Russell Crowe had the same problem with Javert. He did an excellent job portraying the lawman who only sees the world in black and white. When forced to see shades of gray, Javert is broken — and Crowe nailed all aspects of that character. But the vocal requirements for Javert were beyond Crowe’s abilities. He simply couldn’t hit the notes with the power the songs require.
Of the top-billed Hollywood contingent, Anne Hathaway did the best job of combining vocal prowess with acting skills. Her “I Dreamed a Dream,” was haunting, just as the song should be, and with the exception of the 5-note climb during the crescendo, she hit every note perfectly. And her duet with Jackman on “Come to Me,” was definitely one of the movie’s waterworks moments.

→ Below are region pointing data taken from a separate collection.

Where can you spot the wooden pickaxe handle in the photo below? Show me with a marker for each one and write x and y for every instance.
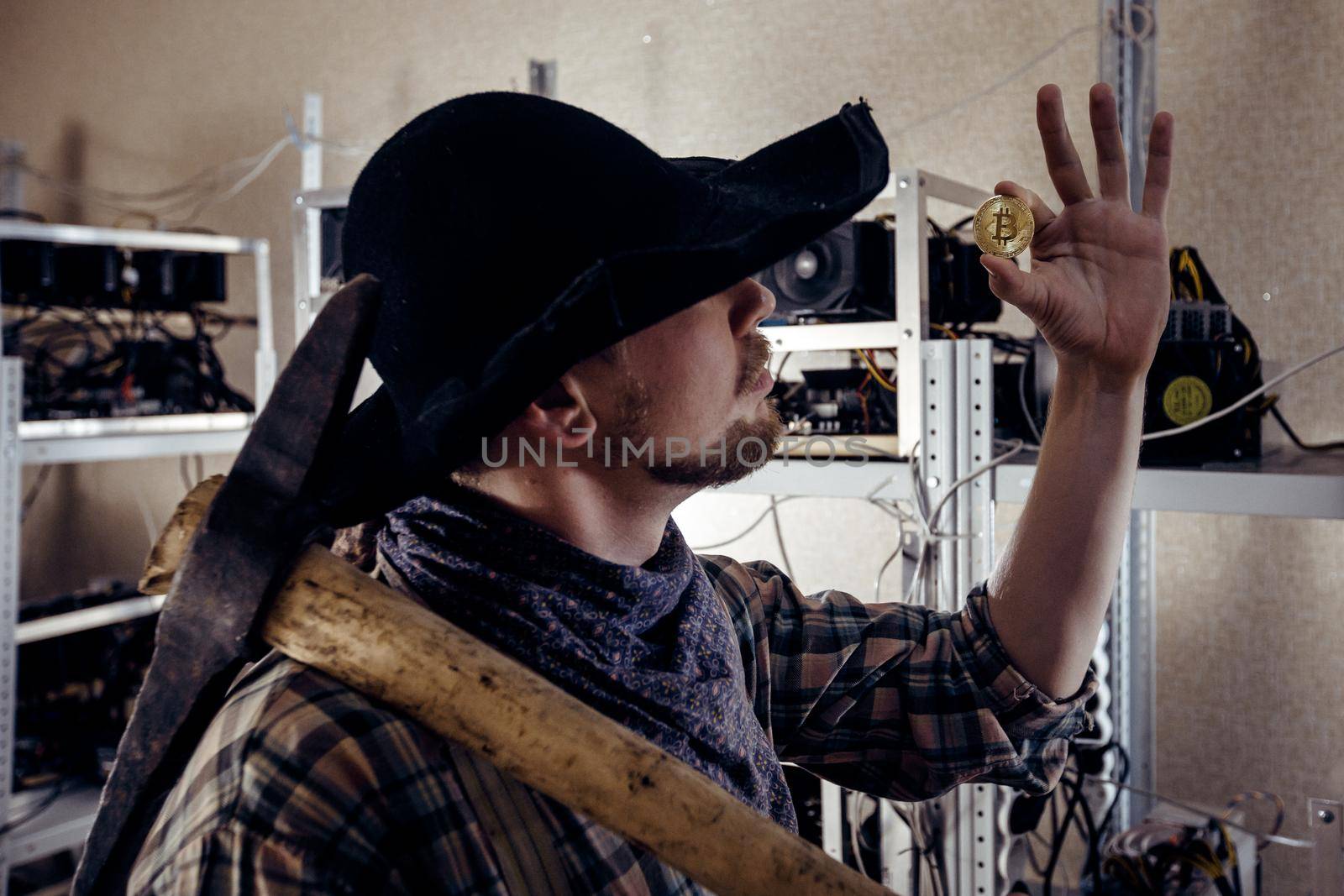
(336, 618)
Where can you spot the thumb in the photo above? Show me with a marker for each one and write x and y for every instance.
(1011, 284)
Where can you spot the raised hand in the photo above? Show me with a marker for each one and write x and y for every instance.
(1100, 285)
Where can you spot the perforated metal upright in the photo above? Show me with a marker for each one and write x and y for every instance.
(11, 461)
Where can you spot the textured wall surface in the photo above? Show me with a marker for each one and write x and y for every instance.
(139, 96)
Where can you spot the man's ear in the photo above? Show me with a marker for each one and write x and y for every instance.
(559, 414)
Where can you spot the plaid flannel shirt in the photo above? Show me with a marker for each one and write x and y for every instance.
(306, 786)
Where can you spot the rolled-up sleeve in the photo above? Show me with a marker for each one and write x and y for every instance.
(893, 699)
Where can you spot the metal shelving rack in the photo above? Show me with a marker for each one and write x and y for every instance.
(65, 824)
(952, 412)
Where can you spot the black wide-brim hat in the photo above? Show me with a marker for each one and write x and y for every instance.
(515, 235)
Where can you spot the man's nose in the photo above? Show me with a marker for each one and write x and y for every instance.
(752, 304)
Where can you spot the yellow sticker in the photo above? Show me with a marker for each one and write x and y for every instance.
(1187, 399)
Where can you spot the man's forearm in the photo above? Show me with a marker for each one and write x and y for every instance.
(1050, 590)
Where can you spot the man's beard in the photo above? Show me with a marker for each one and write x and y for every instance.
(743, 448)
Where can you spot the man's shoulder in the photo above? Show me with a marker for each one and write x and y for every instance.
(307, 762)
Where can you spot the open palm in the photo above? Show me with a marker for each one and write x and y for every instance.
(1100, 285)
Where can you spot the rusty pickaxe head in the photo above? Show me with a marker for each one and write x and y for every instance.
(268, 508)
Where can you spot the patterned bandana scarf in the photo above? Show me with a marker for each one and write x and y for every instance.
(649, 647)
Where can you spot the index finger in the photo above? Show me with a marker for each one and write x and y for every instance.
(1159, 179)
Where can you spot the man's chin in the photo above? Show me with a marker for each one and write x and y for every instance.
(748, 445)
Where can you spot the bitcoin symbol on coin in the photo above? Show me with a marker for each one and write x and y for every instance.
(1005, 226)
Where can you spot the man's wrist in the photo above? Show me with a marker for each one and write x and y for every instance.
(1084, 375)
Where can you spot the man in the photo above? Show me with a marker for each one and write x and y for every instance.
(550, 281)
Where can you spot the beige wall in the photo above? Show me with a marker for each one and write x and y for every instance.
(139, 96)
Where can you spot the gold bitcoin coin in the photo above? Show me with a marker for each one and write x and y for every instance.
(1005, 226)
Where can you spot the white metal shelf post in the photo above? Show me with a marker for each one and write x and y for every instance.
(11, 461)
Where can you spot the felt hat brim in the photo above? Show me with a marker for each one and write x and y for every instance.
(763, 208)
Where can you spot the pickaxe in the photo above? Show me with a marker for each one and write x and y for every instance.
(246, 571)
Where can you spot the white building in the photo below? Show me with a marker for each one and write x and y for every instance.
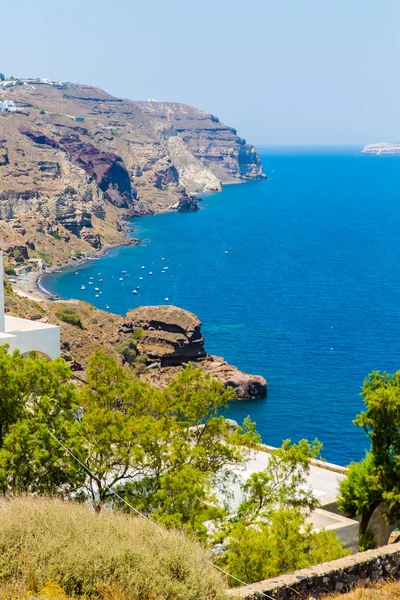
(24, 335)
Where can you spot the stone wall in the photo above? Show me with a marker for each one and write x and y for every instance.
(338, 576)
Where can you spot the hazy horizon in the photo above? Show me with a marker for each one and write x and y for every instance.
(282, 74)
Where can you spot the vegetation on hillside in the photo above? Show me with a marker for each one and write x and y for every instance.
(167, 453)
(109, 556)
(375, 481)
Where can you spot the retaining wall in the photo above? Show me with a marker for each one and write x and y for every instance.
(336, 576)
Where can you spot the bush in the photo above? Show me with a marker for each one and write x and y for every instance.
(18, 255)
(70, 316)
(106, 555)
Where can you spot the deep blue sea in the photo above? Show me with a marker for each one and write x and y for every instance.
(308, 294)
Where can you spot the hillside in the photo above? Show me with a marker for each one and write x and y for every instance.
(52, 546)
(382, 148)
(76, 161)
(157, 342)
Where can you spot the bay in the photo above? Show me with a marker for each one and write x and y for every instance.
(295, 278)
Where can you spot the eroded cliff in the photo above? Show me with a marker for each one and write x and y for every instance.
(80, 161)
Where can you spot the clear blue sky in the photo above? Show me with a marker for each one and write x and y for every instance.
(281, 72)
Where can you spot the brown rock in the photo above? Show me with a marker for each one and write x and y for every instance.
(171, 335)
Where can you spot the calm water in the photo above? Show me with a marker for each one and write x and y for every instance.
(308, 294)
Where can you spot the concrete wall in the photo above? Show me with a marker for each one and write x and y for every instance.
(30, 335)
(336, 576)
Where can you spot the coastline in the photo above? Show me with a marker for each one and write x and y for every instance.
(32, 280)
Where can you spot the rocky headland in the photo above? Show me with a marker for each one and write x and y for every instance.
(76, 162)
(384, 148)
(155, 341)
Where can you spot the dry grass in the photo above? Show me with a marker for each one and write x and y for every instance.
(109, 556)
(386, 591)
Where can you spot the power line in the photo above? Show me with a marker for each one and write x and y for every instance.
(108, 488)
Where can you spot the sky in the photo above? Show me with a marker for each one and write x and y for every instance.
(282, 72)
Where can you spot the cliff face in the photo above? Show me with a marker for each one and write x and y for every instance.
(383, 148)
(82, 160)
(171, 338)
(215, 145)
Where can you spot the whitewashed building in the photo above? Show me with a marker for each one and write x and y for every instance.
(25, 335)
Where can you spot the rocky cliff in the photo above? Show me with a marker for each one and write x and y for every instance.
(384, 148)
(156, 341)
(81, 161)
(172, 337)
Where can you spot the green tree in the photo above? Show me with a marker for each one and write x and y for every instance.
(284, 543)
(269, 534)
(18, 255)
(163, 450)
(36, 400)
(375, 480)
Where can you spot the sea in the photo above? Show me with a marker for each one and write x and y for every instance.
(296, 278)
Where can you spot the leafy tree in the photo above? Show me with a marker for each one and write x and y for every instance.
(376, 479)
(18, 255)
(36, 400)
(283, 543)
(163, 449)
(269, 534)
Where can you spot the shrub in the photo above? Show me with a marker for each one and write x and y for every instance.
(18, 255)
(92, 554)
(70, 316)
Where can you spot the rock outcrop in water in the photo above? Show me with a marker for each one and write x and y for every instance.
(172, 337)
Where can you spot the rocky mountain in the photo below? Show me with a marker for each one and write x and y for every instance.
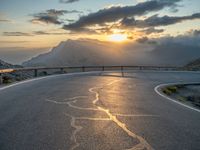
(85, 52)
(4, 65)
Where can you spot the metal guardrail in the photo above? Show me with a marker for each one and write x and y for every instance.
(64, 69)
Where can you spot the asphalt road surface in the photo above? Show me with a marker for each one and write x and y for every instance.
(97, 112)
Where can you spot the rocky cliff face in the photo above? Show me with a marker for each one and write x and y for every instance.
(92, 52)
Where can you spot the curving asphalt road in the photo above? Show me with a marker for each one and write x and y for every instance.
(97, 112)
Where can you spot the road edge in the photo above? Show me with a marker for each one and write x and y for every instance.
(157, 89)
(50, 76)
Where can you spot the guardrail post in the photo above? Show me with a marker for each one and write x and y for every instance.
(122, 70)
(62, 70)
(83, 69)
(103, 68)
(35, 72)
(1, 79)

Sasha Baron Cohen and Helena Bonham Carter were hilarious as Thenardier and Madame Thenardier. I would have liked to see more of them — it was a shame that “Beggars at the Feast,” was shortened and “Dog Eats Dog,” was cut entirely.
Samantha Barks, who has played Eponine in London, was pitch perfect. The only flaw in her performance was she didn’t show much expression on her face. However, her voice was incredibly expressive, making her unrequited love for Marius, played by Eddie Redmayne, quite believable. And Barks and Redmayne were beautiful in the heartbreaking “A Little Fall of Rain.” Speaking of Redmayne, he was one of the most pleasant surprises in Les Miz. He had the voice and acting ability needed to be a convincing Marius.

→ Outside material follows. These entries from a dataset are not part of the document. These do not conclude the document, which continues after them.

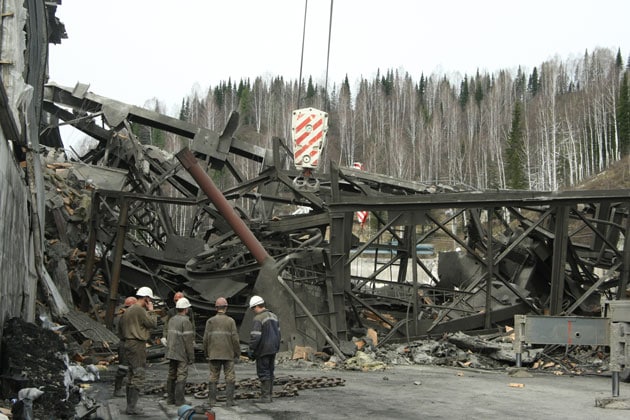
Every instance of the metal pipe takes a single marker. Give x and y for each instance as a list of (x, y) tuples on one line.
[(120, 245), (215, 195)]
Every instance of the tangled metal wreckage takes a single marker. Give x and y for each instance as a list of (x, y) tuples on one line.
[(160, 220)]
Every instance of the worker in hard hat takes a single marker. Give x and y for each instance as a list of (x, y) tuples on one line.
[(123, 370), (172, 312), (221, 345), (136, 325), (264, 343), (180, 352)]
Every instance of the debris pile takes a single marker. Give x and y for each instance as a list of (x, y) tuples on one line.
[(34, 357)]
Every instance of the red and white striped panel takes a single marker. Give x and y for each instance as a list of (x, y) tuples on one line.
[(361, 215), (309, 127)]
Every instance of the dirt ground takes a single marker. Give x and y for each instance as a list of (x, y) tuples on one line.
[(401, 392)]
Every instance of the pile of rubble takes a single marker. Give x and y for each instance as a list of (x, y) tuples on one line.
[(35, 358)]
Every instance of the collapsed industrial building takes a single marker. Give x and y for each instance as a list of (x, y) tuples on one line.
[(81, 233), (559, 253)]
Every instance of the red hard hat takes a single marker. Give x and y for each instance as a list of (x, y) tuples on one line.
[(130, 300)]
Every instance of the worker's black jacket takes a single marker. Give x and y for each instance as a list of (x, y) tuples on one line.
[(265, 335)]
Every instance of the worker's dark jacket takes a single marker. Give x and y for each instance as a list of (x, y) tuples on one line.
[(180, 340), (265, 335), (170, 314), (220, 338)]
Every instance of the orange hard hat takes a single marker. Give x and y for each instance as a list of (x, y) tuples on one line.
[(130, 300)]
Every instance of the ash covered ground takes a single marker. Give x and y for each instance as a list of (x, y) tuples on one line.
[(33, 357)]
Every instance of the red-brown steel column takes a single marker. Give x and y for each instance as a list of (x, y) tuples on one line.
[(215, 195)]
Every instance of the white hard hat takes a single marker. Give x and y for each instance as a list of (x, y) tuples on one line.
[(255, 301), (183, 303), (145, 291)]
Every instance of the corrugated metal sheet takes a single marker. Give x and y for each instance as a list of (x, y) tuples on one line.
[(90, 329)]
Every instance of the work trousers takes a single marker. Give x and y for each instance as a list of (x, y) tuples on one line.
[(135, 352)]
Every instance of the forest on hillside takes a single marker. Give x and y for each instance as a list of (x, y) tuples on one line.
[(546, 129)]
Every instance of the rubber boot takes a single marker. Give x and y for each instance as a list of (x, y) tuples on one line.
[(212, 394), (179, 393), (229, 394), (170, 391), (264, 391), (118, 392), (132, 401), (270, 396)]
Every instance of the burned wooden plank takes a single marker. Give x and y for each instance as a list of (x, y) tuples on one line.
[(90, 329)]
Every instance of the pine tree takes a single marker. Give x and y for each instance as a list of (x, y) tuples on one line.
[(515, 155), (534, 82), (478, 89), (464, 92), (623, 115)]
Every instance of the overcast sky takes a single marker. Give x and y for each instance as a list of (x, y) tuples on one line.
[(135, 50)]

I felt a little bit sorry for Amanda Seyfried. She was cast as adult Cosette, my least favorite character in the musical. Cosette has always struck me as boring. Her happy life isn’t nearly as interesting as the life lived by Fantine and Eponine. Plus, Cosette is the first soprano part. Very few people in the world can make notes that high sound good — Seyfried included. Seyfried brought what depth she could to a very flat part. But seriously? Love at first sight? In the middle of a revolution? The Cosette/Marius love story has never struck me as very believable.
The last two people I want to specifically mention are Daniel Huttlestone, who plays the adorable street imp Gavroche, and Isabella Allen, who was Young Cosette. Both of them were adorable and quite the talented singers.
So can you tell I really liked the movie? If you enjoy musicals at all, go check Les Miserables out. If you don’t understand why people might be singing in the midst of tragedy, this one isn’t for you. Oh, and this isn’t one I’d take the kids too. With the violence and prostitution, this movie is too adult for the little ones.